- Directed by: Günter Reisch
- Written by: Marianne Libera, Gerhard Weise
- Starring: Erich Franz
- Cinematography: Otto Merz
- Edited by: Hildegard Conrad
- Music by: Helmut Nier
- Distributed by: Progress Film
- Release date: 4 December 1959;
- Running time: 90 minutes
- Country: East Germany
- Language: German

= The Punch Bowl (1959 film) =

Maibowle (May Wine; English-language title: The Punch Bowl) is an East German musical comedy film, released in 1959. It was directed by Günter Reisch.

==Plot==
Wilhelm Lehmann is informed that he will receive the Order of the Banner of Labor on his sixty-fifth birthday, for being the best worker in the most successful chemical plant in the country. However, it is soon made clear that all his grown up children have other plans for the day, and none of them can arrive to honor their father and their mother Auguste. But, after a series of comical mistakes that lead to utter pandemonium, all the sons and daughters eventually appear to greet Wilhelm as he is awarded the Order.

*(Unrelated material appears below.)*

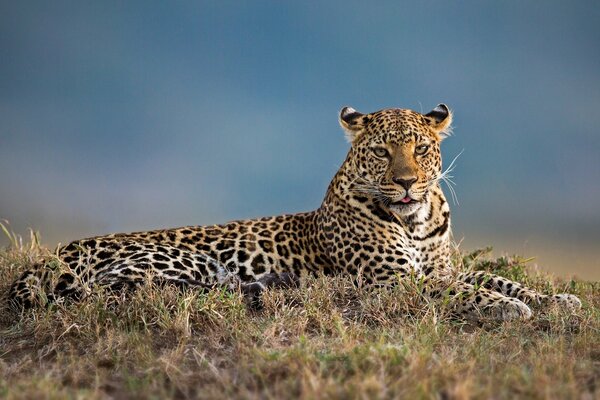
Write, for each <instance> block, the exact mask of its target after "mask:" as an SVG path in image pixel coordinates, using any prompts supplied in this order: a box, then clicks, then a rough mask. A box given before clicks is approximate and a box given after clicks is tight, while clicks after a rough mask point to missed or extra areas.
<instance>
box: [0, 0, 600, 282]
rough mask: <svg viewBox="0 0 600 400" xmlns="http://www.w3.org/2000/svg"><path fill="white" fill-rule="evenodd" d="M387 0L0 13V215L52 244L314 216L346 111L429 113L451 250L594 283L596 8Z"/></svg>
mask: <svg viewBox="0 0 600 400" xmlns="http://www.w3.org/2000/svg"><path fill="white" fill-rule="evenodd" d="M401 3H402V2H398V1H389V2H377V3H373V4H372V5H366V3H365V2H360V1H348V0H346V1H324V2H280V1H272V2H262V1H253V2H240V1H206V2H198V1H177V2H148V1H138V2H135V1H129V2H126V3H125V2H120V1H102V2H86V1H78V2H75V1H72V2H64V1H52V2H43V1H31V2H29V1H28V2H2V4H1V5H0V60H1V61H0V218H1V219H6V220H8V221H10V224H11V227H12V229H13V230H15V231H17V232H19V233H21V234H24V235H26V234H27V228H29V227H31V228H33V229H35V230H39V231H40V232H41V235H42V239H43V242H44V243H46V244H48V245H50V246H54V245H56V244H57V243H58V242H62V243H65V242H68V241H70V240H72V239H76V238H80V237H84V236H91V235H99V234H104V233H109V232H115V231H133V230H146V229H153V228H160V227H175V226H181V225H195V224H213V223H219V222H225V221H228V220H232V219H239V218H250V217H257V216H264V215H273V214H280V213H290V212H300V211H307V210H312V209H315V208H317V207H318V206H319V204H320V202H321V200H322V197H323V195H324V193H325V190H326V187H327V184H328V182H329V180H330V179H331V177H332V176H333V175H334V173H335V171H336V169H337V168H338V166H339V165H340V164H341V162H342V161H343V159H344V156H345V154H346V152H347V150H348V144H347V143H346V141H345V139H344V135H343V133H342V131H341V129H340V128H339V127H338V122H337V114H338V111H339V109H340V108H341V107H342V106H345V105H351V106H353V107H354V108H356V109H358V110H359V111H363V112H371V111H375V110H378V109H381V108H388V107H400V108H411V109H414V110H417V111H423V112H427V111H429V110H431V109H432V108H433V107H435V105H436V104H438V103H440V102H444V103H446V104H448V105H449V106H450V107H451V108H452V109H453V110H454V113H455V123H454V136H453V137H451V138H449V139H447V140H446V141H445V142H444V144H443V151H444V155H445V162H446V165H447V164H448V163H449V162H450V161H451V160H452V158H454V156H456V155H457V154H458V153H460V152H461V151H462V150H463V149H464V153H463V154H462V156H461V157H460V158H459V159H458V160H457V163H458V166H457V168H456V169H455V173H454V176H455V181H456V183H457V188H456V190H457V192H458V197H459V202H460V204H459V205H454V206H453V223H454V236H455V239H456V240H457V241H459V242H461V247H462V248H463V249H473V248H476V247H479V246H487V245H492V246H494V251H495V254H497V255H499V254H504V253H519V254H522V255H524V256H531V257H536V259H535V261H534V263H535V264H537V265H539V266H540V268H542V269H544V270H547V271H551V272H553V273H555V274H557V275H560V276H573V275H576V276H578V277H580V278H584V279H600V257H599V256H600V252H599V250H598V246H599V244H600V207H599V206H600V184H599V182H600V157H599V151H600V135H599V134H598V128H597V126H598V121H596V118H597V117H598V115H599V113H598V110H600V74H599V73H600V52H599V51H598V45H599V43H600V6H599V5H598V3H597V2H594V1H587V2H586V1H578V2H565V1H549V0H546V1H544V2H533V1H531V2H530V1H525V2H486V3H485V5H483V3H482V2H479V1H465V2H457V3H455V4H450V3H451V2H447V1H425V2H418V4H401ZM6 244H8V240H6V238H4V237H3V238H1V239H0V245H6Z"/></svg>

The whole family drinks the traditional May wine, as they have done in every year.

==Cast==
- Erich Franz as Wilhelm Lehmann
- Albert Hetterle as Gustav Lehmann
- Erika Dunkelmann as Marion Lehmann
- Christel Bodenstein as Suse Lehmann
- Friedel Nowack as Auguste Lehmann
- Heinz Draehn as Franz Lehmann
- Ekkehard Schall as Günther Lehmann
- Stefan Lisewski as Paul Lehmann
- Horst Kube as Albert Lehmann
- Ernst-Georg Schwill as Knispel
- Fritz Diez as State Secretary Frisch
- Karla Runkehl as Rosa

==Production==
The film was commissioned for the tenth anniversary of East Germany's independence, and the decision to begin the project was taken on the 5th Congress of the Socialist Unity Party, at July 1958. It was a musical comedy, one of the pictures which authors Mira and Antonín J. Liehm considered as an attempt by DEFA to balance the effects its heavily ideological works had on the public. Although it was light-hearted, director Günter Reisch emphasized the happiness experienced by the citizens in the socialist system and the importance of the chemical plants' development - one of them served as the setting for the plot. The director's decision was influenced by the response to his last film, the 1957 Trail in the Night, which was negatively received by the State Film Board due to a scene featuring rock-and-roll music.

==Reception==
Maibowle had its premiere in East Berlin's Cinema Babylon on 5 October 1959, and its commercial release followed in December 4. The film was well received, and attracted a "fairly large audience". West Germany's Catholic Film Service noted that the picture "had a weak script, but its momentum and cabaret scenes compensate for it." In the same time, the comical character of the eccentric politician Frisch was criticized by the East German Film Board. The Liehms considered it as one of "the two smoothest" among the "poorly crafted, simple minded" East German comedies of the late 1950s, along its 1960 sequel New Year's Eve Punch. Ralf Schenk wrote that the film was an attempt to create comedy combined with "slogans praising the Socialist society and the qualities of chemical ingredients."